While I can’t be certain of the reasons you are seeing slowdowns in DT operations, I can offer suggestions from my own experience.

I’m running DT on a TiBook 500 MHz with 1 GB RAM. DT searches are extremely fast, and windows pop open quickly on my machine, until the number of Virtual Memory files hits 5. At that point, things begin slowing down, because the operating system has to go to disk frequently. What causes Virtual Memory to grow? For one thing, the Optimize and Backup operation, which I use at the end of a DT session. The Classify operation is also CPU and memory intensive. I tend to add new items to my “Edit This” group and then use the Classify button to suggest group(s) for permanent location of each item. I monitor free memory and the number of Virtual Memory files. When free memory gets low and the number of VM files gets to 5, I stop, run the Verify & Repair tool, the Optimize and Backup tool, and quit DT. A restart is in order (time for a five minute break, anyway, after working on about a hundred files).

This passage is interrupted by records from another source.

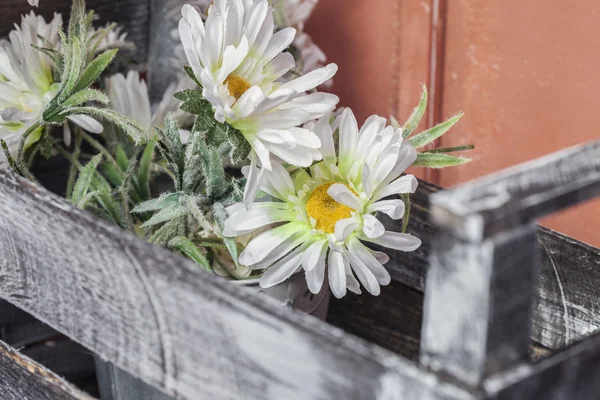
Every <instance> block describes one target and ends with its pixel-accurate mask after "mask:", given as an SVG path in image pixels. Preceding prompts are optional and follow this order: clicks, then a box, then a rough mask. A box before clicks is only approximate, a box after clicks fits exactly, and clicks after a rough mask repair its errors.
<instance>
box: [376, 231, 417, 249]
mask: <svg viewBox="0 0 600 400" xmlns="http://www.w3.org/2000/svg"><path fill="white" fill-rule="evenodd" d="M365 240H367V241H369V242H373V243H375V244H378V245H380V246H384V247H388V248H390V249H394V250H400V251H414V250H416V249H418V248H419V247H420V246H421V240H420V239H419V238H418V237H415V236H413V235H410V234H408V233H399V232H390V231H386V232H385V233H384V234H383V236H380V237H378V238H377V239H371V238H365Z"/></svg>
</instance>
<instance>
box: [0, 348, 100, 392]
mask: <svg viewBox="0 0 600 400" xmlns="http://www.w3.org/2000/svg"><path fill="white" fill-rule="evenodd" d="M0 398H1V399H2V400H25V399H28V400H93V398H92V397H90V396H88V395H87V394H85V393H83V392H81V391H79V390H78V389H76V388H75V387H73V386H71V385H70V384H69V383H67V382H65V381H64V380H62V379H61V378H59V377H58V376H57V375H55V374H54V373H53V372H50V371H49V370H47V369H46V368H44V367H43V366H41V365H40V364H37V363H36V362H34V361H33V360H31V359H29V358H27V357H25V356H23V355H21V354H19V353H18V352H17V351H16V350H15V349H13V348H12V347H10V346H8V345H7V344H5V343H3V342H0Z"/></svg>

After the reboot, DT is blazing fast again.

I find that launching Mail eats free memory and grows VM files rapidly during synchronization of my mailboxes and my iDisk. I avoid launching Mail before an intensive DT session.

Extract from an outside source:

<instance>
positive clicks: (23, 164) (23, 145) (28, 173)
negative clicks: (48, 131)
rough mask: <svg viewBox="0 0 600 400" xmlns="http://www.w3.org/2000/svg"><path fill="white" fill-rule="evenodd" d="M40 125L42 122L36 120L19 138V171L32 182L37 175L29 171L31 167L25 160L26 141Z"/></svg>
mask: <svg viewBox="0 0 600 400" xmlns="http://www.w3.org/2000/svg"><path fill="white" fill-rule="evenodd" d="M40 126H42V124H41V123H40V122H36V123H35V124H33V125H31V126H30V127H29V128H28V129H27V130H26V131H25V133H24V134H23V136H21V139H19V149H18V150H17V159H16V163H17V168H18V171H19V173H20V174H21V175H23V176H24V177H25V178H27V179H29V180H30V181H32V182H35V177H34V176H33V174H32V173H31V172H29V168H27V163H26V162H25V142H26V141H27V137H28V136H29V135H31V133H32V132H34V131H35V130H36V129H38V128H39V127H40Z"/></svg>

Using these practices, DT performance stays very good, and I don’t experience the severe slowdowns you’ve seen. Of course, one should also do routine disk housekeeping, such as running cron scripts, cleaning cashes and repairing permissions as needed. Every week or so, I run Disk Utility and then Disk Warrior to keep my HD up to snuff.

I rather like DT’s database structure, as opposed to storing files individually. But I don’t copy my PDF files into the database. Instead, I prefer importing text of the PDF or, for large PDF files, doing Index import. I’ve got a 60 GB drive in my TiBook and so far don’t have file space problems.

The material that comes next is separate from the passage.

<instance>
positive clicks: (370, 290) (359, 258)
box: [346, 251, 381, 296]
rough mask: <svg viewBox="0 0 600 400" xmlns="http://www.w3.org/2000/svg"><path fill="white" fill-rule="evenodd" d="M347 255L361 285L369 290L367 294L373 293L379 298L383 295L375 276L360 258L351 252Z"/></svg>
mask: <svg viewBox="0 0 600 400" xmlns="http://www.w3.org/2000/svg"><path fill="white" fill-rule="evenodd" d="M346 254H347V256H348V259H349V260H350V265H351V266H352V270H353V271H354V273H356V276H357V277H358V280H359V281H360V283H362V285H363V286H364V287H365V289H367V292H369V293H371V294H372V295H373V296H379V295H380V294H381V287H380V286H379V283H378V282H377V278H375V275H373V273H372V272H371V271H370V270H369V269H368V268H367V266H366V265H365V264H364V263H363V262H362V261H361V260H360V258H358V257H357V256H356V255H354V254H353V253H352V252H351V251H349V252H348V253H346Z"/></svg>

My TiBook is almost three and a half years old. I continue to be amazed at how fast DT runs on it. One of these days, of course, I hope to have a G5 PowerBook with 4 GB or more of RAM – and I’ll be pushing Christian to add even more AI features to DT. :smiley:


One more thing. :slight_smile:

I’ve been working for some time using alpha versions of DT Pro. Although I’ve experimented with multiple databases, I’m still using and enlarging my original database, which does contain multiple topics under lots of group and subgoup headings.

One of these days I’ll get around to breaking up the ‘mixed’ database into individual topical databases. But there’s also value in mixing up things. DT sometimes finds relationships between items that I hadn’t thought of – can provide useful new insights sometimes.

Can’t wait til almost all Macs will be G5s or G6s - 64-bit and fast memory access are ideal for the technology :slight_smile: Lots of ideas in the pipeline…

Thanks for these replies. I see now that Link to… does indeed do what I’m looking for, and DEVONthink PE now has no trouble in managing some 1.5 GB of files in just the iTunes-like way I was asking for. I realise this is using only about 1% of the cleverness of the thing, but it’s still very helpful to me. I was going to wait for the Pro version to come out, but it’s all too good to miss out on in the mean time, so I’ve just ordered the license code. Thanks once again.

(One thing I do notice is that Link to… sometimes behaves oddly if there’s a DEVONthink storage file in the same folder, as there is if it’s linking stuff which has previously been exported: it makes a link with the right name, but which is empty when opened. Besides that, it would sometimes be nice to export the files for other applications to use, where all that metadata is unwanted. Maybe Export… could have an option to do so without writing these files?)